Podczas gdy my narzekamy na kiepskie lato i z niecierpliwością czekamy na upały, mieszkańcy Stanów Zjednoczonych marzą o deszczu i niskich temperaturach. Słupki rtęci na Wschodnim Wybrzeżu sięgają 100 st. Farenheita. Reporter 24 przesyła nam film i zdjęcia znad Atlantyku, które oglądamy z zazdrością.
- Wysokie temperatury na poziomie 100 st. F (ok. 38 st. C) we wschodnich stanach utrzymają się przez kilka nastepnych tygodni - prognozuje serwis accuweather.com. A trwają już od początku lipca. To może być najcieplesze lato w historii USA.
Uff, jak gorąco
Najbardziej spektakularny sezon, w którym temperatura 100 st. F utrzymywała się przez 42 dni, miał miejsce w 1980 r. Upały trwały od 23 czerwca do 3 sierpnia. Z kolei w 1998 roku Amerykanie cieszyli się 32 upalnymi dniami od 6 czerwca do 3 sierpnia. W tym roku brakuje jeszcze 11 dni by pobić rekord.
Śmiercionośny upał
Niestety wysokie temperatury potrafią byc zabójcze. W lipcu odnotowano już 40 ofiar upałów.

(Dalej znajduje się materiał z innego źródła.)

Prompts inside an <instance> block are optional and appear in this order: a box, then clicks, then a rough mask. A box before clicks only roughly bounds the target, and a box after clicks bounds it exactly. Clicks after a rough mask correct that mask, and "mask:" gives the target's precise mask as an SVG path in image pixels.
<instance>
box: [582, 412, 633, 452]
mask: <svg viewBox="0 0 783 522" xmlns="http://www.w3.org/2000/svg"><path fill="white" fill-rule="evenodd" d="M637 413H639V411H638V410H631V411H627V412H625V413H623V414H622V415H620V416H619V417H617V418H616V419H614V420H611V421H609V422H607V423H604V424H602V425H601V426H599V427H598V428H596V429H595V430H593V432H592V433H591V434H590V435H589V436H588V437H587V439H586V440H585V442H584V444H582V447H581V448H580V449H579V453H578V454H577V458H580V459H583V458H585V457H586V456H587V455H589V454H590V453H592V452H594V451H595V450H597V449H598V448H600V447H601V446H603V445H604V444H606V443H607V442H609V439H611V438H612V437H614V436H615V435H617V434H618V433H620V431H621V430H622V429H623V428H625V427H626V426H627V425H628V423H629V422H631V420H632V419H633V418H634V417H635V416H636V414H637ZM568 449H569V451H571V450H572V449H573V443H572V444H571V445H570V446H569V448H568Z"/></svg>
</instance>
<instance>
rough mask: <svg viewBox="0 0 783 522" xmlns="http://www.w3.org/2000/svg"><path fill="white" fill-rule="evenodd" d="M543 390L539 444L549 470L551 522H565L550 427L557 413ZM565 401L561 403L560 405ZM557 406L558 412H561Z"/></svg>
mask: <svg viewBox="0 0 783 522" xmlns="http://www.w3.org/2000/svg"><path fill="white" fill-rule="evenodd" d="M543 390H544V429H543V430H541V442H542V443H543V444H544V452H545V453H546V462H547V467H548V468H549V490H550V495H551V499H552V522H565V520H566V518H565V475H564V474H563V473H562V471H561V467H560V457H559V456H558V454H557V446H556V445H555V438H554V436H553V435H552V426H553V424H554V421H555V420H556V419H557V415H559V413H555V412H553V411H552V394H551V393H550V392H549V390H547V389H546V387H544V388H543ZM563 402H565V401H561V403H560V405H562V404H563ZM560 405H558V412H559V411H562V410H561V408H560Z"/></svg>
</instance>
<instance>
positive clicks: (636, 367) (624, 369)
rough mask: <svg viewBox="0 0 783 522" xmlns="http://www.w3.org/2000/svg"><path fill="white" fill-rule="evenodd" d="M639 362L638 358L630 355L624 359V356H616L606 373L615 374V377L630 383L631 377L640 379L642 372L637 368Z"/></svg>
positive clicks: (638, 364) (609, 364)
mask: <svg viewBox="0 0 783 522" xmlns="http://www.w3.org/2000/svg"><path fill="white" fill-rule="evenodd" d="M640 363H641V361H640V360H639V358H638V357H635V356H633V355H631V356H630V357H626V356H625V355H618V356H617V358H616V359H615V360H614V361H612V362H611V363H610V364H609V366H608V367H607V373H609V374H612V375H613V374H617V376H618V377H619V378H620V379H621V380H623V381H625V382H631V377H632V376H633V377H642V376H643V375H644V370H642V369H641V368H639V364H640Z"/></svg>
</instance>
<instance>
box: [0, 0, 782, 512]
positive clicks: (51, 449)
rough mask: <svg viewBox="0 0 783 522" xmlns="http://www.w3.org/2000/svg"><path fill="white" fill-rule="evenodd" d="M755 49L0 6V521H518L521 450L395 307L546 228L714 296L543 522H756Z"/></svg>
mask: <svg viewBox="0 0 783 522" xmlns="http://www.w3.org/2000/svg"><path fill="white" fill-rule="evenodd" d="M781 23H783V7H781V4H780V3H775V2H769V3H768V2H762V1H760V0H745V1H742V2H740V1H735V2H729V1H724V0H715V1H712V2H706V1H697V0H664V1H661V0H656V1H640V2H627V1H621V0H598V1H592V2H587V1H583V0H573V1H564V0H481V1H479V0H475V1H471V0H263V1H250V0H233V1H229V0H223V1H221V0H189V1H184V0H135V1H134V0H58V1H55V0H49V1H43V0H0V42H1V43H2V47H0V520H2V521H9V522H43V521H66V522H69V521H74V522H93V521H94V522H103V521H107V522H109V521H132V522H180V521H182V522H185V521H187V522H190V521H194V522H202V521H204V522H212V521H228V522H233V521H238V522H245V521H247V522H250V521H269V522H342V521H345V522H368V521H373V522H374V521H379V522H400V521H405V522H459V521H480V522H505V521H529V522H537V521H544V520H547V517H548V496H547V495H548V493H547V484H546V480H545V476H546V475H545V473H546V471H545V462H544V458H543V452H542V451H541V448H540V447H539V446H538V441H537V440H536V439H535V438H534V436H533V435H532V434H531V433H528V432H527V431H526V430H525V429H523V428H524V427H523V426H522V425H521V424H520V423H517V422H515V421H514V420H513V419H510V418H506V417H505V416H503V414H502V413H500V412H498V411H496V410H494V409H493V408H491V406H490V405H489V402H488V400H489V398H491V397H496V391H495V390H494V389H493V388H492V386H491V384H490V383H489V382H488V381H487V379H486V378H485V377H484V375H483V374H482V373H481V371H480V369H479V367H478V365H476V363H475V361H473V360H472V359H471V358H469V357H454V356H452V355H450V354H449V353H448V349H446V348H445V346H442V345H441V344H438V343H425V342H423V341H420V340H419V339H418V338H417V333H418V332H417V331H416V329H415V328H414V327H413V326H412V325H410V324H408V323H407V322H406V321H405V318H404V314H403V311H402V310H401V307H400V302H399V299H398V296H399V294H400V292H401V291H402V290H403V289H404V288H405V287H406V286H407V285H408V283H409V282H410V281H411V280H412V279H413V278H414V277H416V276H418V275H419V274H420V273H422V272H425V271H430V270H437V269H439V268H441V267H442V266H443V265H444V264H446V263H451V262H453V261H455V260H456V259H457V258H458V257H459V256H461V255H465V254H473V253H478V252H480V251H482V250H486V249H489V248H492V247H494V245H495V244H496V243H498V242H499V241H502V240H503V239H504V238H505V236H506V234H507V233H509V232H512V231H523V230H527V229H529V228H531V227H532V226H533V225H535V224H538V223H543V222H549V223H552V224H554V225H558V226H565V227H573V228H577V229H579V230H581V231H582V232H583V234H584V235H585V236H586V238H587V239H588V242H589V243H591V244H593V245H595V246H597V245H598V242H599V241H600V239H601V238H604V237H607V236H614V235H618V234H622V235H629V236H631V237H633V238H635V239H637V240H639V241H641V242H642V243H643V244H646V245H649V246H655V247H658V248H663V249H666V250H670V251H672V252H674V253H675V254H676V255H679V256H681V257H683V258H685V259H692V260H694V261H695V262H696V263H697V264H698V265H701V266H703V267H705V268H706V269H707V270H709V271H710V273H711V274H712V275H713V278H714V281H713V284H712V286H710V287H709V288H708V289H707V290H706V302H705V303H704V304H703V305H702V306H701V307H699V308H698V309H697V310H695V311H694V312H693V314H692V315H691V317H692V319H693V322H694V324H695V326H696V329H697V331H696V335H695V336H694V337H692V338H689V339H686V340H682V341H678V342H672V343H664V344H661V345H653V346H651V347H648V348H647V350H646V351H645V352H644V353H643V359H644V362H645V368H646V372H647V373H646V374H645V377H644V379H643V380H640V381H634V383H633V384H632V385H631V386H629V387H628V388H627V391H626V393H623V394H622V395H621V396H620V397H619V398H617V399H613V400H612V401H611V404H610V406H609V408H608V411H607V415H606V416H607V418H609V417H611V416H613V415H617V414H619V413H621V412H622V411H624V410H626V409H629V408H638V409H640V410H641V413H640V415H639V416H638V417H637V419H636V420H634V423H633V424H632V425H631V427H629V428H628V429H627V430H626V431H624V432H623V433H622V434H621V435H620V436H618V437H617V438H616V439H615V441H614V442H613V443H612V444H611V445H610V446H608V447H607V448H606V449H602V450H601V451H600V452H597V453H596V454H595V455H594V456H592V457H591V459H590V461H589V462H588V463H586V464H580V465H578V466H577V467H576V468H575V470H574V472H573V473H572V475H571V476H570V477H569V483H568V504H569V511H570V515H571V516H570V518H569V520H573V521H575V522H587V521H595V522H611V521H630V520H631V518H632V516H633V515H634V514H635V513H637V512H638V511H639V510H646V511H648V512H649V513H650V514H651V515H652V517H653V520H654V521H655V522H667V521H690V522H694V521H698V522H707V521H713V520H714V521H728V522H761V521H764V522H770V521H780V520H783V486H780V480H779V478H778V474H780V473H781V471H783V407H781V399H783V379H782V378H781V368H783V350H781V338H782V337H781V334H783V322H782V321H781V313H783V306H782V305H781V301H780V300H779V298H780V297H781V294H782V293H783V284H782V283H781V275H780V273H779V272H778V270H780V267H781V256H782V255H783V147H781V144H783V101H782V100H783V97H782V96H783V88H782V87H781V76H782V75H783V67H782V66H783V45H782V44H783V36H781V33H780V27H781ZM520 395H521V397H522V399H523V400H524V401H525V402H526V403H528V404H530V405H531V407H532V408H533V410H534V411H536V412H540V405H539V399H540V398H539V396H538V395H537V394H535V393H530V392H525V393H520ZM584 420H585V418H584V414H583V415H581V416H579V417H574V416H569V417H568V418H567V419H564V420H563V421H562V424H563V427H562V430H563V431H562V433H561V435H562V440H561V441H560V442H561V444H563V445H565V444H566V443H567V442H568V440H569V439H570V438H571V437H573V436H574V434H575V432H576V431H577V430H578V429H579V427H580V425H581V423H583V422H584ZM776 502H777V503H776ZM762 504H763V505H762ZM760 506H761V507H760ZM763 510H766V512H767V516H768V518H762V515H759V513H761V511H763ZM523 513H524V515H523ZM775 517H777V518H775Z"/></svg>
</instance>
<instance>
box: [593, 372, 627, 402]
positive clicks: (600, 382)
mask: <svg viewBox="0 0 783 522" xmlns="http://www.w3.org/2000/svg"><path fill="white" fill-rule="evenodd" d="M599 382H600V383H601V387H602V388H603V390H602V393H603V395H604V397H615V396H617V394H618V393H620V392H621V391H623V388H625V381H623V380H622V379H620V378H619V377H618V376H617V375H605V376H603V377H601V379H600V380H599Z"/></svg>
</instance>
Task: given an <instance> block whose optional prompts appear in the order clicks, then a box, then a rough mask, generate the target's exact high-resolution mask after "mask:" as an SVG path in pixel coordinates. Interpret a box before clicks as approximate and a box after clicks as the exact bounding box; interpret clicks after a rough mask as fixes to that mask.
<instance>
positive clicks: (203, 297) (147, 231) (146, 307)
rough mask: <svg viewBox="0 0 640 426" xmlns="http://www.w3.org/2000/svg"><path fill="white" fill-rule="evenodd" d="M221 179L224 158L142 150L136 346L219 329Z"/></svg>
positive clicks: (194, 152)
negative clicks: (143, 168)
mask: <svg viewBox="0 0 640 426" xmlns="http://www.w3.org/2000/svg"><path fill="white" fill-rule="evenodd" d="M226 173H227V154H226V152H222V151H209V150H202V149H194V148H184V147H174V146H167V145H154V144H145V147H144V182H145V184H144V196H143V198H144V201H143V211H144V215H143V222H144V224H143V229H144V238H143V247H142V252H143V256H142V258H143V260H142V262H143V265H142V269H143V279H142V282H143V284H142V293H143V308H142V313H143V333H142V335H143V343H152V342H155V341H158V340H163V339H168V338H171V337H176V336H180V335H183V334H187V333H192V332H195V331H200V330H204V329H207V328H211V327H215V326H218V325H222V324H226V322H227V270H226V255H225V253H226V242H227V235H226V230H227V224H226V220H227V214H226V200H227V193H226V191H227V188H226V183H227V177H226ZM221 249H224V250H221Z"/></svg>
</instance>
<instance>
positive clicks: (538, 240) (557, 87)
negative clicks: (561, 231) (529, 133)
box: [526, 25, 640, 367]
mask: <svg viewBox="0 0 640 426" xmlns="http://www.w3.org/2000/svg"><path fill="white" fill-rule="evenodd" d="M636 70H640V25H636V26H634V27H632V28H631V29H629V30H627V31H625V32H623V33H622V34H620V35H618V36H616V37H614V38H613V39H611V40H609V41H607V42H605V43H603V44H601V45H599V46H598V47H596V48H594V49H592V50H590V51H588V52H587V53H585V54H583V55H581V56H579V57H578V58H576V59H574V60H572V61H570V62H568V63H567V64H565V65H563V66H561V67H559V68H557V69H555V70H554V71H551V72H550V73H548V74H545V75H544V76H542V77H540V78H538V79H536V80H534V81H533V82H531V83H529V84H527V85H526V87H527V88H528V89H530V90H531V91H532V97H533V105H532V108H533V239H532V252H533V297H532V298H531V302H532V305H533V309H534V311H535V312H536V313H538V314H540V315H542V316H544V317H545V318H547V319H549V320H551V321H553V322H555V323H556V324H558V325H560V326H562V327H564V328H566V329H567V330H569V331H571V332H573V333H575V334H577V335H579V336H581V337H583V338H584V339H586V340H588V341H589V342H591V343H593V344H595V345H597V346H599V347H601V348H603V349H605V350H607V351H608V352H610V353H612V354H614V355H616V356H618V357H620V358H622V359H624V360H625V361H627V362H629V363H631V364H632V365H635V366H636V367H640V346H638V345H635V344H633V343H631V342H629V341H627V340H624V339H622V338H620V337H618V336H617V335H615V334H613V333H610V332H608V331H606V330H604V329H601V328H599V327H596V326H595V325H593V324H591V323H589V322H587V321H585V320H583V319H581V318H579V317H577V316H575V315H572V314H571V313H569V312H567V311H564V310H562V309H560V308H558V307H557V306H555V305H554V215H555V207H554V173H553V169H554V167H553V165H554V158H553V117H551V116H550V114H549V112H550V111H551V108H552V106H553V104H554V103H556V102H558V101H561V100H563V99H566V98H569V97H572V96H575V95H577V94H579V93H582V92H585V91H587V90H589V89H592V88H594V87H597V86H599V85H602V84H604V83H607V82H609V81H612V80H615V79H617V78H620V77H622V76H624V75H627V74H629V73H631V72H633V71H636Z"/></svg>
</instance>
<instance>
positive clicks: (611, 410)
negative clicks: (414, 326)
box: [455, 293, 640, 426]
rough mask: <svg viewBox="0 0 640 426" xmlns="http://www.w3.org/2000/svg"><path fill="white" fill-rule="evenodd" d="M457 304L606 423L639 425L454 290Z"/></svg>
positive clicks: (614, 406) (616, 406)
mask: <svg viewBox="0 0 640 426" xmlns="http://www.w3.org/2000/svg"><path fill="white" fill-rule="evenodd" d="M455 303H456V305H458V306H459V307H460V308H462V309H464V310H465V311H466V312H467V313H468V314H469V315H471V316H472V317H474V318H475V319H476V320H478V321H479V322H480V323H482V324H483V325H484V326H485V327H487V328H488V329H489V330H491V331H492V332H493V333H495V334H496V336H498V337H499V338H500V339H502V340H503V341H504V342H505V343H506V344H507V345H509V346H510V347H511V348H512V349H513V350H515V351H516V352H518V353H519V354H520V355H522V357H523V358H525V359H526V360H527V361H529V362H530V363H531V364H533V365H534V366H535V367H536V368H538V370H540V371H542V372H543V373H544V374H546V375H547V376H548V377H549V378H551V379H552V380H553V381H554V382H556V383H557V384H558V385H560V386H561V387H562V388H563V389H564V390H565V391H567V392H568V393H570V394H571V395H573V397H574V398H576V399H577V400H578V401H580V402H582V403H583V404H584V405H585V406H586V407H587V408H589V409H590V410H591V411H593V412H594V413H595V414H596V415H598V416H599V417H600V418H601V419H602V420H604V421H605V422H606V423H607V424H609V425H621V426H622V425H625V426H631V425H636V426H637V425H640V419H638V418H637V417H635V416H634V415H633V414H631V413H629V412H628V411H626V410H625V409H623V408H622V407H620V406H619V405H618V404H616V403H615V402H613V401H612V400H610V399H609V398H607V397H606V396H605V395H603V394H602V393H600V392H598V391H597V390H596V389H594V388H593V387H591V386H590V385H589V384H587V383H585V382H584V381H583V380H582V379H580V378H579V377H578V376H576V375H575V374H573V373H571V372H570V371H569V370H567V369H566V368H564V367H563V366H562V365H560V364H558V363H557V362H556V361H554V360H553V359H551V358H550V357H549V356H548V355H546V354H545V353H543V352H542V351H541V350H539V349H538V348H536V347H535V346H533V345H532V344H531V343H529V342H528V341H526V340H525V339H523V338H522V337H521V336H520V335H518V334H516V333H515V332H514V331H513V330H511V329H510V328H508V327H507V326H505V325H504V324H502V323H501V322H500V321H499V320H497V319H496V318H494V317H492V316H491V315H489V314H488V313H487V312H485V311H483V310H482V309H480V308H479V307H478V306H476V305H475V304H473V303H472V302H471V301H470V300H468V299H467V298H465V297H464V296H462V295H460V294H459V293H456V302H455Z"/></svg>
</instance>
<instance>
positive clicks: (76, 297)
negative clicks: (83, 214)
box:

Ochłodzenie mogłyby przynieść tropikalne burze znad Atlantyku. Te niestety w tym sezonie nie mają ochoty na odwiedzanie lądu. Szybko przemykają nad wodami oceanu, gdzie giną w północno-wschodnich zimnych wodach.
Rzgrzany Nowy Jork
Reporter 24 przebywający właśnie na Wschodnim Wybrzeżu, który przesłał film i zdjęcia z upalnych amerykańskich plaż, pisze: "Upały nadal nie opuszczaja Big Apple. Piękna pogoda przyciąga tłumy nowojorczyków na okoliczne plaże. Prawie bezchmurne niebo i bryza od oceanu pozwala na odcięcie się od codziennego zgiełku i chwilę relaksu".
Prognoza pogody dla polskich plaż też jest optymistyczna. W najbliższych dniach turyści na naszym Wybrzeżu bedą cieszyć się pięknym słońcem i temperaturą powyżej 22 st. C.